It's safe to say most of us know the dangers of online security. We know there are people trying to steal our most sensitive information, and we try our best to prevent that theft. But new research is showing what we're doing might not be enough, as the sensors in our phones may be telling hackers everything they want to know.
Newcastle University in the United Kingdom has discovered ways for personal information to become compromised using the sensors built into our phones. Because the phone records motion data as we type passwords and PIN numbers into webpages and more, hackers could potentially guess a four-digit password on the first try at a rate of about 70%. If that isn't shocking enough, after five attempts, that rate shoots to 100 percent.
Dr. Maryam Mehrnezhad, who is a Research Fellow in the School of Computing Science, was involved in writing the paper on the security issue.
Most smart phones, tablets, and other wearables are now equipped with a multitude of sensors, from the well-known GPS, camera and microphone to instruments such as the gyroscope, proximity, NFC, and rotation sensors and accelerometer. But because mobile apps and websites don't need to ask permission to access most of them, malicious programs can covertly 'listen in' on your sensor data and use it to discover a wide range of sensitive information about you such as phone call timing, physical activities and even your touch actions, PINs and passwords.
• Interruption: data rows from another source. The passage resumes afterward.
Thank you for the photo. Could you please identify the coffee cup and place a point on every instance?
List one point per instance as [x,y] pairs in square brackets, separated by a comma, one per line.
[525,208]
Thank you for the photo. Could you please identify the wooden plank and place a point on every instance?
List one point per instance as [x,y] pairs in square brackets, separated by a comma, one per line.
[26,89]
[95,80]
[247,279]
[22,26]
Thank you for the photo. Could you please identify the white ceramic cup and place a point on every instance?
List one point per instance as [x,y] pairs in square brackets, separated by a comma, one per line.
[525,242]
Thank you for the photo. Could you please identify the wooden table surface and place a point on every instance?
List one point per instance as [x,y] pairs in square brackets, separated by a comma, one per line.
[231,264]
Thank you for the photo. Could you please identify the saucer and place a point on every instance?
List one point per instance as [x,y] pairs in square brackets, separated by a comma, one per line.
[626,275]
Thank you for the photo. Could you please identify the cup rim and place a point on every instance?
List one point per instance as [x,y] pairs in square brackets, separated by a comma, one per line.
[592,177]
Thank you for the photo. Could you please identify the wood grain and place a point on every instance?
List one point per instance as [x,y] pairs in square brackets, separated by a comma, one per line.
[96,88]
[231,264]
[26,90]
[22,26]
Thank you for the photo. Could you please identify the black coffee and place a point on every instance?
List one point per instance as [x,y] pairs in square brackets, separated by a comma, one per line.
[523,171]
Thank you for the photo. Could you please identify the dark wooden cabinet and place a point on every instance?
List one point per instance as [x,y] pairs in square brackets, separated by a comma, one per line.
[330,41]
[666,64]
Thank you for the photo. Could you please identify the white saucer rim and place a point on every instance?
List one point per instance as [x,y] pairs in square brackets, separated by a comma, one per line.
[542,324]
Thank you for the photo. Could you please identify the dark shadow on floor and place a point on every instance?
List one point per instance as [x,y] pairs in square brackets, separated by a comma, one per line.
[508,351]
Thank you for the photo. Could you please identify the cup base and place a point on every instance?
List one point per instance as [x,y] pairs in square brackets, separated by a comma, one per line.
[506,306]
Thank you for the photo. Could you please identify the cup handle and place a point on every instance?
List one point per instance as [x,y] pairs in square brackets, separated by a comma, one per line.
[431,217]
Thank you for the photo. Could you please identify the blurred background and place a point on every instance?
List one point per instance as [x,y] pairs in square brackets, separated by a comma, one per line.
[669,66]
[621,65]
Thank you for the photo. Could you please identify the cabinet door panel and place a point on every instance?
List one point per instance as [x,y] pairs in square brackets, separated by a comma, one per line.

In other words, apps and websites can monitor your phone's internal sensors, and if they were embedded with a certain type of malicious code, they could use this information to guess a PIN or password you entered. Of the 25 sensors discovered to be playing a part in this issue, only a few actually ask the user for permission before activating for certain apps. The rest are always on by default.
The report details how every moment we make with our phones, including every tap, gesture, or scroll, can be stored and used as clues for identifying personal information, or how users enter that personal information. According to the report, fitness bands are also a contributing risk, as they, by design, record how we move and when.
At the moment, there is no practical solution to prevent these attacks. Apple and Google, among other browser-producers, have been contacted about the issue, and have been working with the cyber team at the university. Reportedly, some have produced so-called "partial-solutions," but nothing complete.
Until a true solution is available, the Newcastle University team has detailed preventative measures you can take to protect yourself from this type of theft:
- Make sure you change PINs and passwords regularly so malicious websites can't start to recognise a pattern.
- Close background apps when you are not using them and uninstall apps you no longer need
- Keep your phone operating system and apps up to date
- Only install applications from approved app stores
- Audit the permissions that apps have on your phone
- Scrutinise the permission requested by apps before you install them and choose alternatives with more sensible permissions if needed
It's certainly an interesting and unexpected wrinkle in the ongoing saga of mobile security, so as always, stay safe!